Napoli, Affittopoli: circolano altre voci, ipotesi commissariamento

La vicenda dei ‘fortunati’ inquilini dei  33 immobili di proprietà di una Fondazione del Comune. Tace anche Alessandra Clemente, “Lady Selfie”, assessora al patrimonio

Il sindaco di Napoli, Luigi de Magistris non ha assunto alcuna iniziativa per diffondere i nomi degli inquilini dei 33 immobili della Fondazione  Strachan Rodinò Onlus di proprietà del comune di Napoli. Tace Alessandra Clemente, definita”lady selfie”negli ambienti comunali per il costante utilizzo del telefonino per autofotografarsi, pupilla dell’ex Pm, assessora al patrimonio comunale, assessora competente,  candidata a sindaco di Napoli fra due anni. Entrambi paladini della legalità, trasparenza e partecipazione democratica. Intanto, continuano a circolare indiscrezioni.  Alcuni immobili di pregio sarebbero stati affittati a ‘prezzi stracciati’ ad alcuni ‘privilegiati’ senza criteri: Augusto Polito,  un funzionario della Prefettura di Napoli, il quale  versa 20 mila euro annuali di canone per un appartamento di 180 metri quadri a Via Cimarosa; avvocato Serena Collarile, appartamento di 148 metri quadri a Via Santa Lucia per 16 mila euro annuali; locale commerciale a via Carbonara affittato alla società Miraglia che versa 514 euro mensili per 72 metri quadri; Dario Napolitano che ha avuto in fitto i locali di via Toledo trasformandoli in un albergo. E circolano con insistenza altre indiscrezioni: un dirigente di Napoli Servizi, un attivista vicino agli ambienti della sinistra napoletana, un “pezzo grosso” di Palazzo San Giacomo. Cala il silenzio su altri nomi. E si vocifera sia imminente l’attivazione delle procedure per il commissariamento della Fondazione. Procedure che potrebbero essere attivate da altri organismi istituzionali.

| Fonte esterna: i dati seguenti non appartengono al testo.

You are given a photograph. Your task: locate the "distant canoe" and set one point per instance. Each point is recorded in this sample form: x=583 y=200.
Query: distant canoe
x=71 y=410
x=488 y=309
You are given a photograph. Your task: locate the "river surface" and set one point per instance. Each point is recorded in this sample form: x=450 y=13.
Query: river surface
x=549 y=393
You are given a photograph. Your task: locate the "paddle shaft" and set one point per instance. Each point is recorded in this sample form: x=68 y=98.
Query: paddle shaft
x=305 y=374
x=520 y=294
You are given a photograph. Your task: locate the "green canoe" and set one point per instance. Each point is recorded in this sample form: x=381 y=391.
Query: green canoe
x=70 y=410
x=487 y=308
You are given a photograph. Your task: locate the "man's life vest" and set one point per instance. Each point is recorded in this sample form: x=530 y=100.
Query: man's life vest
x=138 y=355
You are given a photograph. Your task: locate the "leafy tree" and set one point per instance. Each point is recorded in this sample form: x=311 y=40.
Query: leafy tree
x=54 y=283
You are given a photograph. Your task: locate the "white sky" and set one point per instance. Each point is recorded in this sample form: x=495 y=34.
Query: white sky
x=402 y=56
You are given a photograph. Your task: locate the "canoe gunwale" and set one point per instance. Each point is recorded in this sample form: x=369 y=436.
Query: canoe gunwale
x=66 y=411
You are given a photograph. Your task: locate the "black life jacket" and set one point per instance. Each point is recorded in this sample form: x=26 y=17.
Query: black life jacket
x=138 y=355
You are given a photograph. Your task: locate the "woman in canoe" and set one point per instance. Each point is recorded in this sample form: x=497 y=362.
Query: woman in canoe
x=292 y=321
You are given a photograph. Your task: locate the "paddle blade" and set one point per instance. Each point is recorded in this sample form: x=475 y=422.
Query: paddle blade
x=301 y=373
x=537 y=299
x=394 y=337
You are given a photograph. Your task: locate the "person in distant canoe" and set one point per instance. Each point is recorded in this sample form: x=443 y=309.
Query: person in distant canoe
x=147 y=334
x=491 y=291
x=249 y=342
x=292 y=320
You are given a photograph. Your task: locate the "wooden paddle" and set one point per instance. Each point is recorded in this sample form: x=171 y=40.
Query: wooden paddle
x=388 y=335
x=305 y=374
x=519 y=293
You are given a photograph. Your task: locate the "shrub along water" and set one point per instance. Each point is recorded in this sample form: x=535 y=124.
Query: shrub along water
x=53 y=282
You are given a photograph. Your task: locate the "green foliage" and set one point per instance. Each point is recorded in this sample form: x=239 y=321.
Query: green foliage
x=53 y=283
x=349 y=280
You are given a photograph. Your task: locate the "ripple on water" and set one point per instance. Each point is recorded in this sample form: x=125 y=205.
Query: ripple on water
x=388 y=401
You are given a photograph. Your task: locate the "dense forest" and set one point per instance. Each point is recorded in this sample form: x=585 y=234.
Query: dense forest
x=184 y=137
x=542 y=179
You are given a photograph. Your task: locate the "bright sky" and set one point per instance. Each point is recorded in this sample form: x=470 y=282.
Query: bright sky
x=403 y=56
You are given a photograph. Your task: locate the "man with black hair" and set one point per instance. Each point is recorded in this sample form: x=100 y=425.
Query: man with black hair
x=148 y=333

Indiscrezioni. Voci che  che circolano, si moltiplicano mentre persistono i comportamenti reticenti degli esponenti del governo cittadino, sindaco compreso. “I 33 nomi sono da tempo nei cassetti del capo di gabinetto Attilio Auricchio, eminenza grigia di Palazzo San Giacomo – spiega un funzionario comunale – Non vogliono diffondere i nomi, potrebbe scoppiare uno scandalo”. E non solo. Qualche consulente ha letto la relazione programmatica allegata al bilancio della Fondazione “Trovo che fosse fondamentale la regola sancita nella relazione programmatica allegata al Bilancio che imponeva di valutare con scrupolosa osservanza e caso per caso le “condizioni economiche familiari del conduttore”– spiega un consulente napoletano –  Ora, se riflettiamo bene, questa regola è rivolta ad evitare che gli immobili siano fittati a persone che non versino in condizioni disagiate, poiché assume come parametro (sottoposto a scrupolosa e rigorosa valutazione il reddito familiare cumulato. Si tratta di persone disagiate il cui reddito familiare, oltre un certo limite, potrebbe impedire la concessione dell’immobile perché, a parità di disagio, potrebbe risultare più meritevole altro soggetto con un reddito familiare inferiore. Ora, ciò premesso, si può dire che questa regola sia stata applicata nell’ipotesi del consigliere e imprenditore Carmine Sgambati o degli altri affittuari?” Altra questione non valorizzata che risulta dalla documentazione online è quella che riguarda i compensi percepiti dai componenti del Consiglio di Amministrazione(compresa la compagna di Sgambati beneficiaria del contratto di affitto) nonostante l’espresso divieto sancito dallo Statuto. Questo è indice di gestione “disinvolta” ed è proprio quando le gestioni pubbliche sono “disinvolte” che accadono questi fatti gravissimi.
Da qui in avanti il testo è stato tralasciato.